Frances Stenzel was just trying to prove her scientific worth to her parents so they would take her with them to their scientific symposiums for once. Instead, she reawakened her great-grandfather’s secret and most terrible invention.
Before it can destroy the town, she sets off after it with her pet chimp and sarcastic robot tutor by her side. But monster-hunting isn’t easy, and she’ll have to face a persistent constable, angry locals, and an unexpected friendship ahead – all while the trail for the monster goes cold, and time is running out before her science career and the city itself are doomed forever.
This story had me at ’a middle-grade twist on Frankenstein.’ I read an abridged version of Frankenstein in middle school and really enjoyed it. I recommend learning about the original Frankenstein before reading this book. That way, you can recognize the parallels between Victor Frankenstein and Frances.

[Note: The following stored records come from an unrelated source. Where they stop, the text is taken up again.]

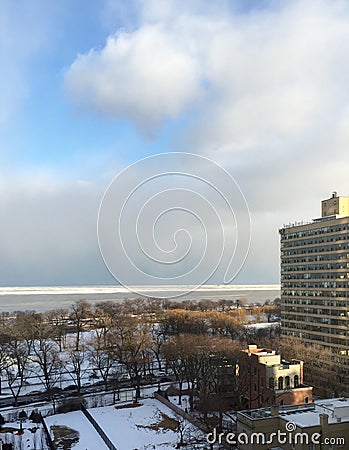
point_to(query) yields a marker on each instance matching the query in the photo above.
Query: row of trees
(103, 336)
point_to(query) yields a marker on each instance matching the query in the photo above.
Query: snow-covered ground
(148, 426)
(83, 434)
(133, 428)
(33, 436)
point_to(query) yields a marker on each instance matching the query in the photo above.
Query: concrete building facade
(322, 425)
(273, 381)
(315, 281)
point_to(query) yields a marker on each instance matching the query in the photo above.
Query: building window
(296, 381)
(287, 382)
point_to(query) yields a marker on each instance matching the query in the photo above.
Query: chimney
(274, 409)
(324, 422)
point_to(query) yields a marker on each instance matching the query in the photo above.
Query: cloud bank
(265, 91)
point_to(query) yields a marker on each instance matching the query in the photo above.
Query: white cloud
(145, 76)
(269, 88)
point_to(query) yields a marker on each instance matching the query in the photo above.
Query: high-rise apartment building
(315, 279)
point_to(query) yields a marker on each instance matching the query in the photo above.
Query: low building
(323, 425)
(271, 379)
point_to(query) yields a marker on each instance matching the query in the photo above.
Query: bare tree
(80, 313)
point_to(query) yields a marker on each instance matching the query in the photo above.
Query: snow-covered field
(132, 428)
(83, 434)
(33, 436)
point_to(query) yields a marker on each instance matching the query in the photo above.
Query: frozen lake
(44, 298)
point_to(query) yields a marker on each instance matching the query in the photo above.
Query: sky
(89, 88)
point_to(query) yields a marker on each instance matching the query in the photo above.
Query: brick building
(272, 381)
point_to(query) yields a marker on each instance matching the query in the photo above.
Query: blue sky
(88, 88)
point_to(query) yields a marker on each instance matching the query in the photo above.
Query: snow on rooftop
(335, 408)
(88, 437)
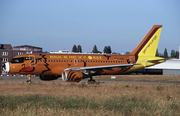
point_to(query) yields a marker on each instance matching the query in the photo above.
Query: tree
(165, 53)
(127, 52)
(74, 49)
(79, 49)
(177, 55)
(173, 54)
(95, 50)
(157, 53)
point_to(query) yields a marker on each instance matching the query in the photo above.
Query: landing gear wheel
(28, 81)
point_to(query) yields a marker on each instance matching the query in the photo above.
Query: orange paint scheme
(75, 67)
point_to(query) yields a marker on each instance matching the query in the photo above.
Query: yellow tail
(148, 45)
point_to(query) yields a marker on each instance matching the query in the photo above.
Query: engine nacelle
(48, 77)
(72, 76)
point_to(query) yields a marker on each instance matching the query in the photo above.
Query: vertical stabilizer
(148, 45)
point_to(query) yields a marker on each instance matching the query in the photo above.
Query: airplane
(73, 67)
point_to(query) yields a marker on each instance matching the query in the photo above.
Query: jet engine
(48, 77)
(72, 76)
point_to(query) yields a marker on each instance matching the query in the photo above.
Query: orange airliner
(74, 67)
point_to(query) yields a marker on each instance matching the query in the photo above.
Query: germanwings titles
(75, 67)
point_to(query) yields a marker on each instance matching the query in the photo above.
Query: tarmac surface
(23, 79)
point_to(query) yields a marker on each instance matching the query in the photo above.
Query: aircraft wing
(100, 67)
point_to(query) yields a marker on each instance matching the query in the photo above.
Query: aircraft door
(32, 61)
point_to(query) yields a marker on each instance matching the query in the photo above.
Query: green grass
(121, 106)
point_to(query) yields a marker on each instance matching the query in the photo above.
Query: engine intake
(72, 76)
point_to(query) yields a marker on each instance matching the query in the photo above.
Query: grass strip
(122, 105)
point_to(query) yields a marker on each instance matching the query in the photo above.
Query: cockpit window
(17, 60)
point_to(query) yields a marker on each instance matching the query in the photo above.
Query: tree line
(107, 50)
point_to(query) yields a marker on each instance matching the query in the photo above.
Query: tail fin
(148, 45)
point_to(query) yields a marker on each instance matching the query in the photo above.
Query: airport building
(7, 52)
(28, 49)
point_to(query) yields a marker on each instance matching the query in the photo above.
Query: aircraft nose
(6, 67)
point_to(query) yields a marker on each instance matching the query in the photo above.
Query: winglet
(148, 45)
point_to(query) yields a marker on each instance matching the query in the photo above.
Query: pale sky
(59, 24)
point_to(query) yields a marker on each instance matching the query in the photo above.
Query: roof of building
(169, 64)
(27, 46)
(5, 46)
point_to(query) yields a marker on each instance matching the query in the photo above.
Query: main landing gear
(29, 79)
(91, 80)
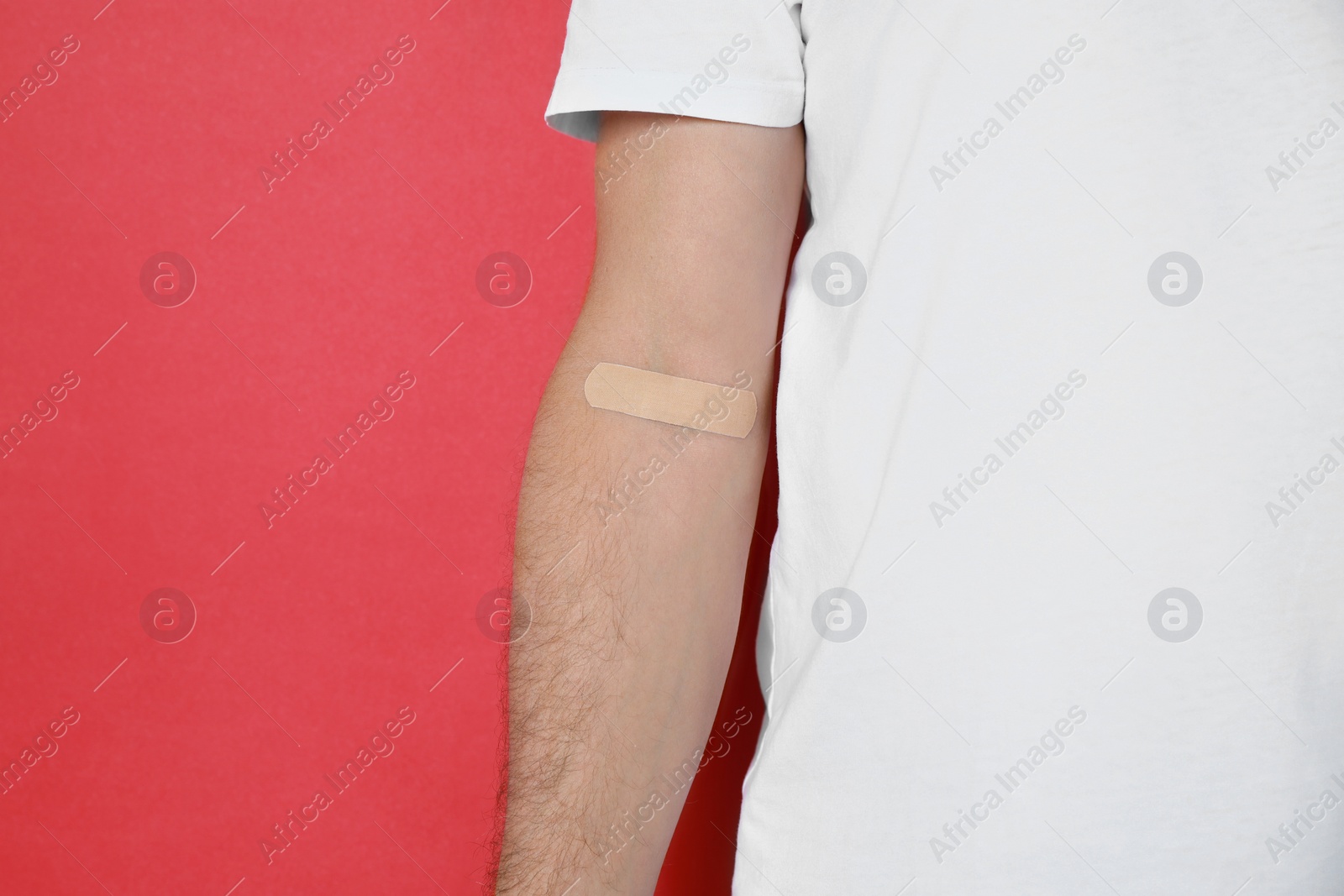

I love Frances! She is a strong, determined protagonist with a clever scientific mind. I liked how she prefers to wear what is considered in 1939 ‘boys clothes.’ Due to her outfit choices and short hair, she is continually mistaken for a boy. But I agree with Frances. Pants are much more practical than skirts and dresses. Do you know how difficult it is to jump rooftops while wearing a skirt?
The story takes place in Switzerland in 1939, right before WWII. There’s mystery, adventure, science fiction, and suspense. However, it felt a little dry up until the monster was awakened. After that, it’s non-stop action and suspense.
I don’t know why, but I love the concept of a disembodied talking head. Which is why I loved Hobbes, the robot tutor, so much. He starts out as an emotionless robot but gets snarkier as the story progresses. I especially loved the banter between Frances and Hobbes.
I will finish my review here so I don’t give away any spoilers. I leave you with this question: What makes someone a monster?